Heidi Blackburn, Maison Horton, Tyler Pieper

Is face-to-face instruction better? Assessing business student citations during COVID-19

Does information literacy instruction really help business students use authoritative sources? With one-shot information literacy presentations, we rarely see student papers to assess if students truly applied what they learned on their own. Online learning can make assessment opportunities even more sparse without the authority to require completion of library modules or to review student work. In short, do students remember to use the library databases we promoted at the end of the semester? Does it matter if the presentation of the same content was online or in-person?

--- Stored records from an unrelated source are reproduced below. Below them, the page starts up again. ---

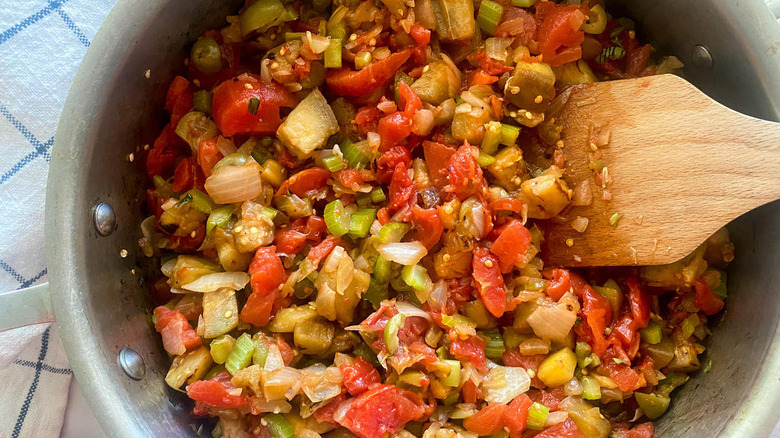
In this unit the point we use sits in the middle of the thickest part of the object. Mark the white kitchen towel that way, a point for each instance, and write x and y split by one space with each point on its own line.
42 43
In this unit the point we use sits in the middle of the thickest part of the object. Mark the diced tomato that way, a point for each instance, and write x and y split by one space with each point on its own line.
305 182
516 416
322 250
325 413
559 282
213 393
598 316
487 421
559 34
387 162
567 429
437 157
393 129
490 66
640 303
367 118
511 244
402 191
471 349
291 239
358 376
490 284
426 226
347 82
177 333
267 274
208 155
230 106
464 174
420 35
383 409
411 102
706 300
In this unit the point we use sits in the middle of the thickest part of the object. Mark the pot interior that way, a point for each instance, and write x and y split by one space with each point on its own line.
113 110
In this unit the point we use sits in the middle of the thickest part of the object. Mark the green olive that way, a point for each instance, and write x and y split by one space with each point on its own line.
206 57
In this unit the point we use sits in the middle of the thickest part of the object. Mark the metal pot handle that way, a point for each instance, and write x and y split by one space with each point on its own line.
27 306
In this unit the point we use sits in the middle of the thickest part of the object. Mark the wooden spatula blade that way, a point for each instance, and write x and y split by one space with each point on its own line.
678 167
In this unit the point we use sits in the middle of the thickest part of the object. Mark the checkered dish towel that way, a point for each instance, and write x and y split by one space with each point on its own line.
41 46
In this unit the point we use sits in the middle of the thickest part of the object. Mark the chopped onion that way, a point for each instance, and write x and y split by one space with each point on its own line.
405 253
212 282
553 322
580 224
422 122
230 184
410 310
503 384
583 194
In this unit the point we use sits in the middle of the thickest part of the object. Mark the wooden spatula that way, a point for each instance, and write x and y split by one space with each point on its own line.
681 166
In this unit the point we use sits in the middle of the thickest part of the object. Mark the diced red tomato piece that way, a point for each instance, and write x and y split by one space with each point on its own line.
215 394
267 274
706 300
230 106
516 415
358 376
464 174
490 284
348 82
511 244
487 421
559 282
559 34
177 334
383 409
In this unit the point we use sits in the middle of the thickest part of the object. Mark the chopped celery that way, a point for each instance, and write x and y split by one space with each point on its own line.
278 426
652 333
590 388
221 348
509 134
495 347
452 378
489 15
393 232
241 355
360 222
537 415
391 332
219 217
337 219
333 163
332 55
378 195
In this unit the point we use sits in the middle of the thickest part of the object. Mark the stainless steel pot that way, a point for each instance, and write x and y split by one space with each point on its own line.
730 49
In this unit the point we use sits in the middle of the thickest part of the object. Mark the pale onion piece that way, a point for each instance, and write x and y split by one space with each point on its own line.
212 282
583 194
554 321
438 296
230 184
580 224
274 359
422 122
226 146
317 43
410 310
503 384
405 253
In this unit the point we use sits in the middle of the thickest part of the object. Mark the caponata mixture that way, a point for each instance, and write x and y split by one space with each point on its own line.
344 203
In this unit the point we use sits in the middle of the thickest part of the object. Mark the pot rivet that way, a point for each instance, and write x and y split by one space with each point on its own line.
701 57
131 363
104 217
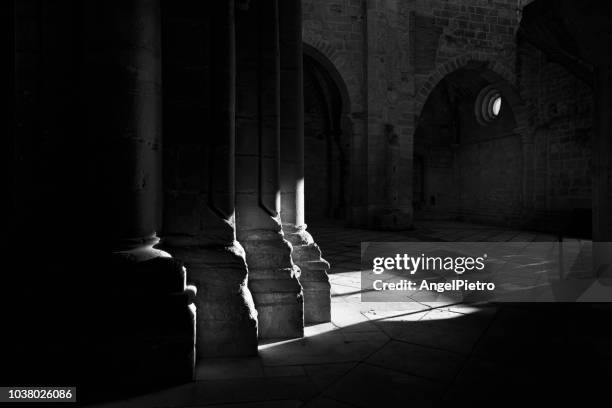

At UNO, the Business Communications class is a prerequisite for all business majors. We typically provide one, 75-minute in-person presentation to about 400 students each semester. Faculty teaching online sections use a Canvas module that meets the same student learning outcomes and between 6-8 sections use this resource per semester. The module was created at the same time as the in-person curriculum in 2017 but was truly thrust into the spotlight when COVID-19 forced most sections online and in-person library instruction was halted. In this study, we specifically assessed sources used by business students immediately prior to and during the COVID-19 pandemic as well as analyzed a cross-section of teaching methods. In this session, attendees will compare findings from the different levels of instruction and come away with ideas for implementing a team assessment project for their own instruction programs.

Angela Kroeger, Meg Mering

Migrating During a Pandemic: How the UNCL ILS Resource Management Working Group Worked Smarter, Not Harder

One idea behind having the five University of Nebraska libraries share a cloud-based Library Service Platform was that it would be more efficient from both economic and workflow perspectives. The bulk of the migration to Alma and Primo VE occurred in 2020, after the pandemic pushed the majority of staff into working from home. Contrary to expectations, migrating during a pandemic turned out to be a surprising boon to efficiency, because we never lost time to travel and all of our resources were in the cloud. We were able to access everything we needed away from our libraries. The Resource Management Working Group members perfected the use of Basecamp, Zoom, and Box, resulting in highly-effective communication, moreso than we would have experienced had we relied on face-to-face meetings and email. We honed our skills problem-solving between institutions. Triumphs include development of shared policies and expertise and pooled resources in a cloud-based system. However, in some ways, we are still thinking as individual libraries. We still have lessons to learn from the other successful UNCL collaborations, such as Digital Commons and Special Collections/Archives. This presentation will focus on lessons learned and issues still to be investigated.